LONDON/TOKYO (Reuters) - Japan on Thursday cautioned the two candidates vying to replace Prime Minister Theresa May that a no-deal Brexit would be so disruptive for many companies that Japanese capital’s 35-year bet on Britain could end.
In an appeal to both Boris Johnson and Jeremy Hunt, Foreign Minister Taro Kono said Tokyo did not want a no-deal Brexit, that some companies were already moving out and that more investment could go.
“I know Boris and I know Jeremy, both of them pretty well,” Kono told Reuters in Osaka where a G20 summit begins on Friday.
“I have communicated with them that Japan wouldn’t want no-deal Brexit. So hopefully Brexit could be done through an ordinary and calm way.”
Japan has long seen Britain as a pro-business, liberal gateway into the rest of the European Union and has around 1,000 companies based in the country, including major carmakers and technology firms. Japanese firms have invested over 60 billion pounds in Britain.
But following the 2016 vote to leave the European Union, some Japanese firms have begun moving business out of Britain, with particular concern over the impact of a possibly disorderly exit on Oct. 31.
“Please, no no-deal Brexit,” Kono told the BBC. “Some companies are already starting to move their operations to other places in Europe.”
Asked whether investment could leave Britain, Kono said: “It could be that there is going to be less investment.”
Both Johnson and Hunt have both said they would be prepared to take Britain out of the bloc without a deal, although it was not their preferred option.
No-deal means there would be no transition period so the exit would be abrupt, the nightmare scenario for many businesses and the dream of hard Brexiteers who want a decisive split.
Some pro-EU British lawmakers have said they will seek next week to block a new prime minister from taking Britain out of the bloc without a deal and against the will of parliament by trying to cut off some of the government’s funding.
Johnson has been bullish, vowing that Britain would definitely leave the EU on Oct. 31, deal or no deal, although he has also said that he chances of leaving without an agreement “a million-to-one”.

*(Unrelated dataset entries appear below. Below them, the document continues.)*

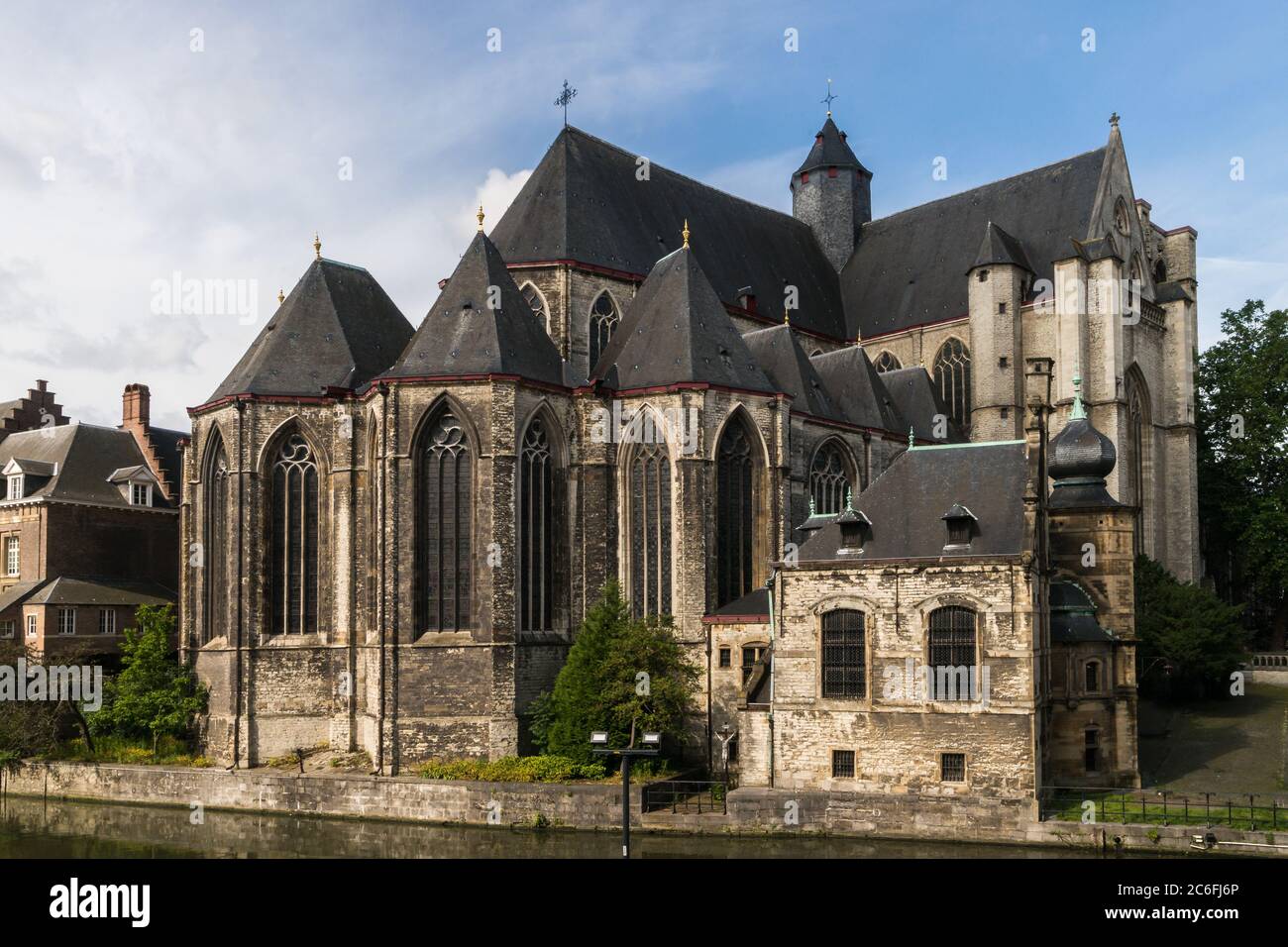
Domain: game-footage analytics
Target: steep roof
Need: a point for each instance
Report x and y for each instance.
(463, 334)
(585, 202)
(829, 150)
(85, 457)
(675, 330)
(780, 355)
(907, 268)
(858, 389)
(906, 505)
(338, 328)
(918, 402)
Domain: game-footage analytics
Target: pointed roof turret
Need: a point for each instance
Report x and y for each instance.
(481, 325)
(831, 150)
(677, 330)
(336, 329)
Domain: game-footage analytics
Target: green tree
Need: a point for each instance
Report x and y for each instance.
(154, 696)
(1243, 464)
(623, 676)
(1190, 641)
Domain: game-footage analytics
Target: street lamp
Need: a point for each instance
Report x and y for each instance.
(652, 746)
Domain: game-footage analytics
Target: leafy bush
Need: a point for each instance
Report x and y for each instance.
(513, 770)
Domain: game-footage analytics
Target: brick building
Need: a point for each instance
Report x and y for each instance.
(639, 376)
(88, 531)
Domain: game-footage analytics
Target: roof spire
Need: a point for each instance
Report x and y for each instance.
(827, 99)
(1078, 410)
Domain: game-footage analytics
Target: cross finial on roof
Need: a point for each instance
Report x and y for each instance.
(1078, 410)
(565, 98)
(827, 99)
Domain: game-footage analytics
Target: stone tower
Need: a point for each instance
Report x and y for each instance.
(832, 193)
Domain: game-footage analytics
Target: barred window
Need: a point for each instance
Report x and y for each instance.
(828, 478)
(952, 767)
(735, 505)
(294, 539)
(649, 509)
(887, 363)
(539, 526)
(952, 379)
(446, 527)
(952, 647)
(215, 553)
(603, 324)
(844, 655)
(842, 764)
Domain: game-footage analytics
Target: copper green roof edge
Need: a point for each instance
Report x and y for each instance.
(969, 444)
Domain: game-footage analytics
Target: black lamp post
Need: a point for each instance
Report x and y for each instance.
(652, 745)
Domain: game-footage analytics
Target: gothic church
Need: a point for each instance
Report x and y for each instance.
(872, 445)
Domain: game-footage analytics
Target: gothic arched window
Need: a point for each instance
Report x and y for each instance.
(887, 363)
(828, 478)
(952, 379)
(539, 526)
(445, 525)
(952, 647)
(649, 509)
(218, 484)
(537, 304)
(1136, 429)
(603, 324)
(292, 551)
(735, 514)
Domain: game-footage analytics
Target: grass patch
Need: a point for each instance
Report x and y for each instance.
(170, 753)
(1125, 808)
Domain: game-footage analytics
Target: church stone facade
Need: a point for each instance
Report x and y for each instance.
(393, 532)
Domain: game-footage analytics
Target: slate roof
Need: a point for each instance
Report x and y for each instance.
(907, 501)
(584, 202)
(338, 328)
(463, 335)
(907, 268)
(859, 389)
(780, 355)
(829, 150)
(675, 330)
(917, 401)
(86, 457)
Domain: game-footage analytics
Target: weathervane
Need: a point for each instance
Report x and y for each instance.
(827, 99)
(565, 98)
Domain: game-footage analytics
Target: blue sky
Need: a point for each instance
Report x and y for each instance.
(127, 158)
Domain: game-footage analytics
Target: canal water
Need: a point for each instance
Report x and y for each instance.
(34, 828)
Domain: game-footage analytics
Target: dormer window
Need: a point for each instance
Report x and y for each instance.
(961, 526)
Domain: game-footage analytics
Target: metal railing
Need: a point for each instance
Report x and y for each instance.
(1245, 810)
(702, 796)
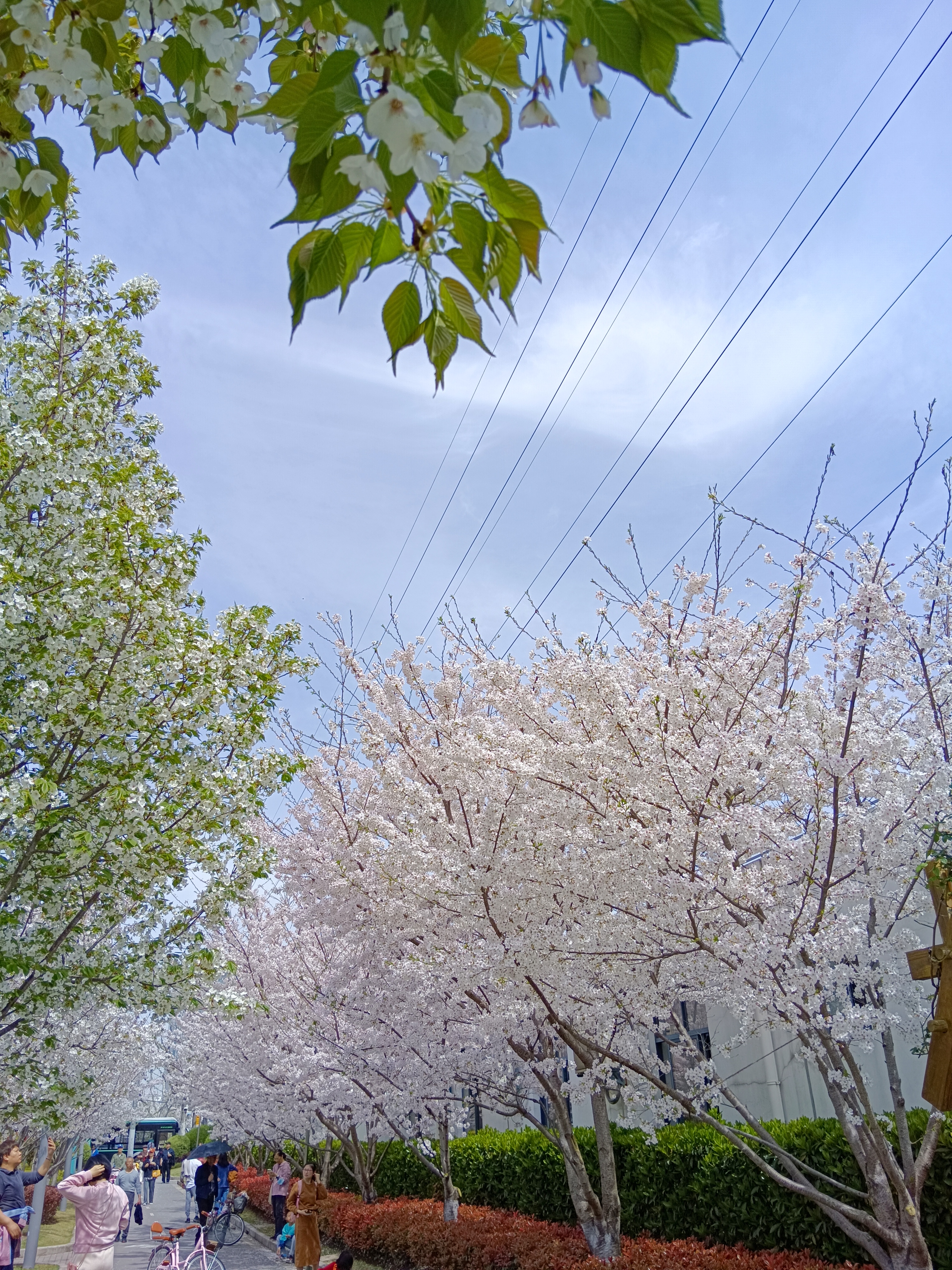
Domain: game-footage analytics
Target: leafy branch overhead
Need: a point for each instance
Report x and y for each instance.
(397, 117)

At a hustings with some of the Conservative Party members who will ultimately elect the replacement for May, Johnson again said he could not rule out proroguing, or suspending, parliament until the Brexit deadline to prevent lawmakers blocking a no-deal divorce.
“The way to get that deal of course is to make sure we prepare for no deal,” he said, ridiculing concerns that a no-deal Brexit would hit aviation and food supplies.
“The planes will fly, there will be drinking water whatever happens on Nov. 1 in this country, and believe me there will be milk solids and glucose and whey for our Mars bars. Where there’s a will, there’s a way,” he added.
However, car makers do not share the same optimism. French carmaker Peugeot also said on Thursday that plans to build the next generation Astra vehicle at its Ellesmere Port car plant, which would keep the site open, will depend on the terms of Brexit.
“The decision on the allocation to the Ellesmere Port plant will be conditional on the final terms of the UK’s exit from the European Union and the acceptance of the New Vehicle Agreement, which has been negotiated with the Unite trade union,” it said.
The factory built around 5% of Britain’s 1.5 million cars last year. The Astra will also be made at Peugeot’s Russelsheim plant in Germany.
Automakers have been particularly vociferous in their opposition to a no-deal Brexit due to fears over tariffs of up to 10% on vehicles, customs delays and new bureaucracy which could cripple just-in-time production practices.
Margaret Thatcher’s Conservative government had attracted Japanese carmakers to Britain in the 1980s to rebuild an ailing domestic industry with promises of access to the European single market.
Last year Nissan Motor Co Ltd , Toyota Motor Corp and Honda Motor Co Ltd made roughly half of Britain’s 1.5 million cars, employing tens of thousands of people both directly and through the supply chain.
Brexiteers have long argued that the EU’s biggest economy Germany, which exports hundreds of thousands of cars to Britain ever year, would not impose restrictions in order to protect that trade.
Some Brexit supporters say there would be short-term disruption but in the long term the UK would thrive if cut free from what they cast as a doomed experiment in German-dominated unity that has led to Europe falling behind China and the United States.
But Honda announced earlier this year that it will close its British plant whilst Nissan cancelled plans to build a new sports utility vehicle at its Sunderland factory in the north of England. Both blamed factors other than Brexit.
“If there’s a no-deal Brexit and if they have to go through actual custom inspections physically, those operations may not be able to continue,” Kono said.